Pro-Nuclear Senate Bill, The ADVANCE Act, Is Headed To Biden’s Desk

( — The US Senate last month overwhelmingly passed legislation aimed at accelerating the deployment of clean nuclear energy in the United States by speeding up the permitting process and offering new incentives for the development of new high-tech nuclear reactor technology.

The Accelerating Deployment of Versatile Advanced Nuclear Energy (ADVANCE) Act passed with overwhelming bipartisan support in an 88-2 vote on June 18 after passing the House in May as part of the Fire Grants and Safety Act, in a 393-13 vote.

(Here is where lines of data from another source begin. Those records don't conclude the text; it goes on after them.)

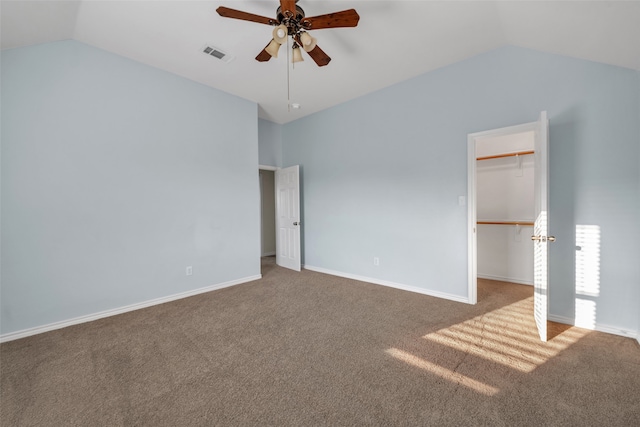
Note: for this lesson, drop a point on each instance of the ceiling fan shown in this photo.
(291, 21)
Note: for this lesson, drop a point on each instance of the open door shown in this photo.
(540, 228)
(288, 217)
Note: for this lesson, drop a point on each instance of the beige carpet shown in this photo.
(307, 349)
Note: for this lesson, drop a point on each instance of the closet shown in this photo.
(505, 207)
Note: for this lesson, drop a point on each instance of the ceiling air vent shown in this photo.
(217, 53)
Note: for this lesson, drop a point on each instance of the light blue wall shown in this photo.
(270, 143)
(382, 173)
(115, 177)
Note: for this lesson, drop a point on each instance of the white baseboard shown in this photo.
(505, 279)
(107, 313)
(598, 327)
(415, 289)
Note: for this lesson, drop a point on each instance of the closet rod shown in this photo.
(520, 223)
(497, 156)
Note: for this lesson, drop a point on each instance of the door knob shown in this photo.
(543, 238)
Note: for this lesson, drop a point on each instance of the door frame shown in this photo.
(472, 218)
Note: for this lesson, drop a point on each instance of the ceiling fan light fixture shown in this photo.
(280, 34)
(273, 48)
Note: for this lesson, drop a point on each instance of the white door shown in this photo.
(540, 228)
(288, 217)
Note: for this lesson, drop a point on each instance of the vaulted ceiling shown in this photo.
(394, 41)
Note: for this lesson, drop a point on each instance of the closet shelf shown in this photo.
(497, 156)
(520, 223)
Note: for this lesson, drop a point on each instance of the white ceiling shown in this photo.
(394, 41)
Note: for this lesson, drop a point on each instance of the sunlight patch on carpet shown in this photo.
(442, 372)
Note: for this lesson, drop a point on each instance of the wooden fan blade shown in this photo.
(264, 56)
(316, 54)
(289, 5)
(319, 56)
(346, 18)
(245, 16)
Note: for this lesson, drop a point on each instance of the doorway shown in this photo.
(540, 237)
(267, 213)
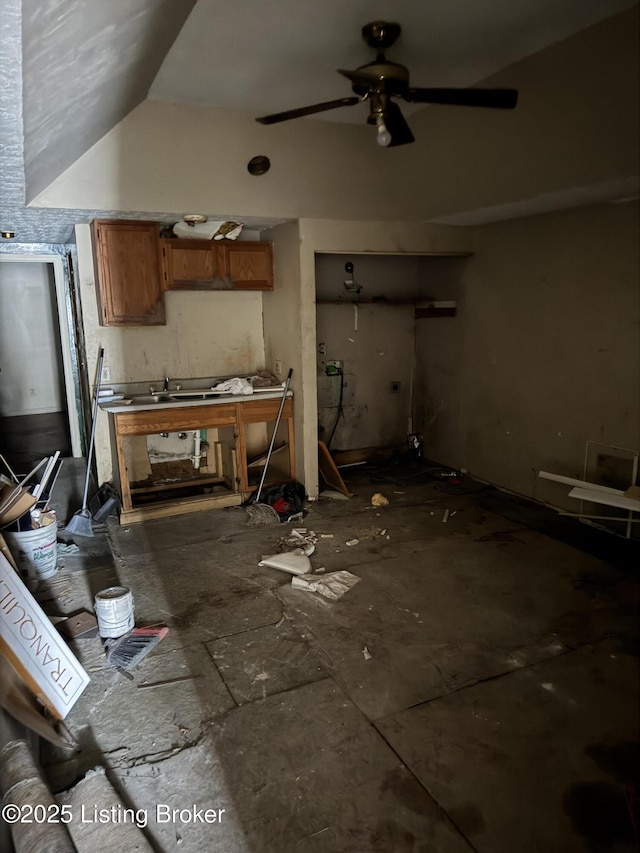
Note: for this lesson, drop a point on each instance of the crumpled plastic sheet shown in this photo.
(235, 386)
(332, 586)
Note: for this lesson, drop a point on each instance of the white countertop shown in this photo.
(123, 407)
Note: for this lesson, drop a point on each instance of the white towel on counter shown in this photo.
(235, 386)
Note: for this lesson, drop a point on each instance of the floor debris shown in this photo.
(378, 499)
(295, 564)
(332, 586)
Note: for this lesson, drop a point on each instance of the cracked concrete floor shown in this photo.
(496, 708)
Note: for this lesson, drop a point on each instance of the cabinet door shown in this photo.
(128, 278)
(193, 264)
(249, 265)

The bill now awaits President Biden’s signature.

Democrat Senator Ed Markey of Massachusetts and Independent Senator Bernie Sanders of Vermont were the only two to vote against the ADVANCE Act.

Senate Environment and Public Works Committee Chair Tom Carper (D-DE) described the June 18 vote as a “major victory” for the climate and US “energy security.”

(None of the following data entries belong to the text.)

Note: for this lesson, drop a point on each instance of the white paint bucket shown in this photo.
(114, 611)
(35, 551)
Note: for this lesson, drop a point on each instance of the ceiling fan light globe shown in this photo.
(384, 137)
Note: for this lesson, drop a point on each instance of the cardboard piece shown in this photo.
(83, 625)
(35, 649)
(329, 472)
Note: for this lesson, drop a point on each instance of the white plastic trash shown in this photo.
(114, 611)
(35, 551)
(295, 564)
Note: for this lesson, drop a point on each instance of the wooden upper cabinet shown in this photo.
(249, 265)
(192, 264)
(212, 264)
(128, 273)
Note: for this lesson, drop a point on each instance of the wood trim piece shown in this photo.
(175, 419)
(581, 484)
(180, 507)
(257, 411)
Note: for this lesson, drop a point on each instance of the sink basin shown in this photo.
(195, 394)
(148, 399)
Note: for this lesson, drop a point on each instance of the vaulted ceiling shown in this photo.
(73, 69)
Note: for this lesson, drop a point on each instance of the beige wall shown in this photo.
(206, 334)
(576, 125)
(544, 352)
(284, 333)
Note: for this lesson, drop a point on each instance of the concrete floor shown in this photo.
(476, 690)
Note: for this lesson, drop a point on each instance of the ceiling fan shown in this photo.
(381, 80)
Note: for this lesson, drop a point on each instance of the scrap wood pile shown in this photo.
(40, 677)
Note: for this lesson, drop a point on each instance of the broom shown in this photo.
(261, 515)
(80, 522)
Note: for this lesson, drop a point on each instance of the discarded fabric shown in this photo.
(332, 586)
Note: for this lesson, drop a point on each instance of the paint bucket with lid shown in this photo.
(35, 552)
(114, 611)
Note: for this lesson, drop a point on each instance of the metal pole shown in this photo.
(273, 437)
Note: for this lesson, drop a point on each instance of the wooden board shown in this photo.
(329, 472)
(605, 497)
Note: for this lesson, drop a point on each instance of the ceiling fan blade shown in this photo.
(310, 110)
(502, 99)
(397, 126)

Carper said in a statement that the legislation would give the Nuclear Regulatory Commission both the tools and the workforce needed to efficiently review new nuclear technologies while maintaining its “critical safety mission.”

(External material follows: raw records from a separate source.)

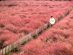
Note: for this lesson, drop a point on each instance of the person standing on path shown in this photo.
(52, 21)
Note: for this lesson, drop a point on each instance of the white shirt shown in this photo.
(52, 21)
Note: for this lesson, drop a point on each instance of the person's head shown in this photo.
(51, 16)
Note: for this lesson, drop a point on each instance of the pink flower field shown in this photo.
(19, 18)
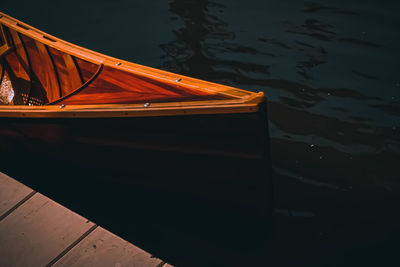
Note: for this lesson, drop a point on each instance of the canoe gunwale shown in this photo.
(240, 100)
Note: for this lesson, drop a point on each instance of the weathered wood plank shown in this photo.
(12, 193)
(102, 248)
(38, 231)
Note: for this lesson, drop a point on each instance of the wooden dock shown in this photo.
(37, 231)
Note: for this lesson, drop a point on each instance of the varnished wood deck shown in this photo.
(37, 231)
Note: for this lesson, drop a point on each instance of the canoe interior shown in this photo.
(191, 188)
(38, 69)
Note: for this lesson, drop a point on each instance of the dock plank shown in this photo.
(102, 248)
(12, 193)
(38, 231)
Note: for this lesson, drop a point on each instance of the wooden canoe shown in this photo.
(64, 108)
(47, 73)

The committee’s ranking member, Senator Shelley Moore Capito (R-WV), lauded the bipartisan effort of lawmakers in both chambers, who “worked together to recognize the importance of nuclear energy to America’s future.”

Under the legislation, the regulatory costs for seeking to license new nuclear energy technologies would be reduced while also creating a prize to incentivize those who successfully develop “next-generation reactor technologies.”

If signed into law, the ADVANCE Act could benefit companies like TerraPower, which, in early June, began construction on an advanced Natrium reactor on the site of an old coal plant in Wyoming.

The company experienced delays in construction due to regulatory hurdles in obtaining a key permit.

The nuclear energy industry has struggled in recent decades to expand in the United States, largely due to soaring costs and regulations, including complex permitting rules.

Not everyone is happy about efforts to expand US nuclear energy production.

Anti-nuclear groups like the Union of Concerned Scientists have warned against easing licensing requirements for high-tech reactors, arguing that simplifying permitting may put safety at risk.